March 3, 2021

Are you hitting the right club?

Nick Price made this statement a few years ago, "I'm not impressed with someone that hits it straight, what I am impressed with, is if they hit it the right distance." Many times I ask one of my students how far they hit a certain club and they usually give me a number that doesn't fit with what I am seeing on the practice tee. What they are giving me is their best shot and not their average shot. When on the course, this person is consistently short on his approach shots, because he is always swinging full and expecting the maximum distance on an exact hit.

Here is what a typical shot pattern looks like for a 150 yards shot by an average 10 to 15 handicapper.

What you see is that only a few shots get far enough to be close to the hole, while most are 30 feet short and many are 60 feet short. A general rule is each club has a difference of 10 yards in length. In this case the player should be using one club more for this shot.



Each shot should be evaluated based on the circumstances that presents itself, but given a middle pin with relatively no problems, this should be the shot pattern that each player should strive for.

The club selection should be one that comfortably will get to the pin without pressing the shot.
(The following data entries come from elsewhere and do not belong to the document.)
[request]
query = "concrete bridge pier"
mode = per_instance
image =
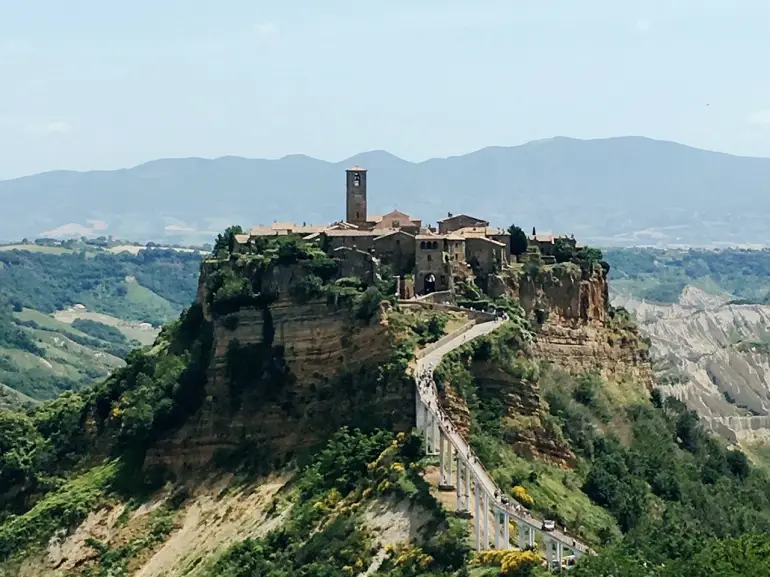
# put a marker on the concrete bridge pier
(445, 463)
(554, 554)
(477, 515)
(431, 433)
(526, 536)
(461, 486)
(506, 530)
(502, 530)
(486, 520)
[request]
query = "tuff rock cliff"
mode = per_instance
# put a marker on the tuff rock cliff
(577, 329)
(712, 354)
(285, 372)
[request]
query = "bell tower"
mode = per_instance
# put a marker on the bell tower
(356, 195)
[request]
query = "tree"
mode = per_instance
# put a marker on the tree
(226, 240)
(518, 240)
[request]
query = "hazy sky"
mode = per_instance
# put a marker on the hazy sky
(90, 84)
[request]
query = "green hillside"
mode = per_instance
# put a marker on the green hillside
(70, 315)
(660, 275)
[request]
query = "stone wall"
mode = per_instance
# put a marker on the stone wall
(304, 370)
(577, 332)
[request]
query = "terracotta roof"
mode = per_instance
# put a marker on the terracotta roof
(309, 229)
(283, 226)
(351, 233)
(480, 231)
(350, 248)
(461, 214)
(263, 231)
(392, 232)
(487, 239)
(439, 237)
(544, 237)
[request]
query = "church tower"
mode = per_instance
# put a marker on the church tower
(356, 196)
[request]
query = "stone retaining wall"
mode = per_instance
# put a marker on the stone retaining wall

You should strive for the correct distance, but in the end have as many shots end up past the pin as come up short.



Many years ago at La Quinta Country Club, I played nine holes with Dick Mayer, the 1957 US Open Champion. Dick was not playing much golf those days and had not played for a full year. He played in street shoes and a borrowed set of clubs. It was just a fun nine holes with two other golf professionals. Dick's golf game was of course rusty, but his natural instincts were still there. With all of the reasons for him to play poorly, he played a respectable three over par with a couple of short missed putts. What was impressive, but even more so, was his distance control. Even if he didn't hit it straight, the ball ended up going the right distance. I was much longer in those days and I would hit a 9 iron and Dick would hit a "little" six iron. He wasn't worried about what club it was, he was interested in getting it to go the right distance. Much should be learned from his example.

When you watch the pros on television, please note their shot pattern. They are very good at getting the right distance. Their shot dispersion is tighter than the average players, but they go past the pin as much as they come up short. There is their chart.

The goal for accurate iron play is to have a reliable free flowing golf swing that produces consistent distance control. A full out 100% golf swing with an iron is not going to be reliable or consistent. Step back a club and swing smoother and you will be pleasantly surprised with your better scores.